“Leonardo: 500 Years in to the Future” opened its doors Monday, September 27, and will run until Sunday, January 4. Hosted by the Tech Museum, the exhibit offers over 200 new artifacts and an entirely new perspective on the genius of historical figure Leonardo Da Vinci as well as insight into his influences on modern technology.
The Tech Museum is located at 201 South Market Street in San Jose. Tickets are priced at $15 for adults (ages 18-66) and $12 for youth (ages 3-17), seniors (ages 67+) and college students with ID.
Upon entering the exhibit, visitors may be surprised to find that there isn’t anything similar to the design-your-own rollercoaster and feel and earthquake of select magnitude experiences typically offered by the Tech Museum. However, the exhibit refuses to disappoint, as it takes visitors a step beyond Da Vinci’s most famous works with detailed analyses of his manuscripts and delves into the genius behind the true Renaissance man.
Visitors may be awed to discover the complexity behind his works and the “universal dimension” of the man. Having been an artist, engineer, scientist, architect, inventor, anatomist, mathematician, musician and writer, Da Vinci had accomplished so much during his lifetime that exhibitions are normally reluctant to cover the half of it.

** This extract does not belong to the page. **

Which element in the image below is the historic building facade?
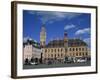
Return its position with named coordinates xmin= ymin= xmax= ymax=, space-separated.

This particular exhibit, however, does not ignore any of Da Vinci’s life-time accomplishments and even shows how his master of each field made him more comprehensive and accomplished in others.
One of the most interesting aspects of the exhibit is that it unites art, technology and science, under the accomplishments of a master in all three fields. The exhibit really shows visitors how Da Vinci’s studies of machines influenced his studies in human anatomy, which in turn made him a better painter and thinker.
Highlights of Da Vinci’s manuscripts are rightfully blown up on the exhibition’s walls and are often accompanied by scaled and functioning 3D-models of his sketches. Since Da Vinci had lacked to materials needed to construct everything he recorded, the museum used its tools to bring many of his drawings to life.
Some of the most notable reconstructions displayed in the exhibit include Lorenzo della Volpaia’s planetary clock, Da Vinci’s Flying Machine and the impressive life-size replica of his Sforza monument, which can be found outside the roof’s boundaries.
While the influence of Da Vinci remains the focus of the exhibit, the Tech Museum also presents a separate section to acknowledge the people who played an important role in shaping Da Vinci’s studies. From the architectural breakdown of Brunelleschi’s dome to the manuscripts of Sienese engineers, the exhibit is inclusive to many of Da Vinci’s own influences.
Two paintings by Leonardo’s disciples, “The Virgin and Child with St. Anne” and “Leda and the Swan” are also featured downstairs and require advanced “timed” tickets.
Although not as “techie” and interactive as the rest of the museum, the exhibit does include multimedia presentations and films that further explore the genius of Da Vinci and his Renaissance influences.
The Da Vinci exhibit is perfect for a family outing on weekends.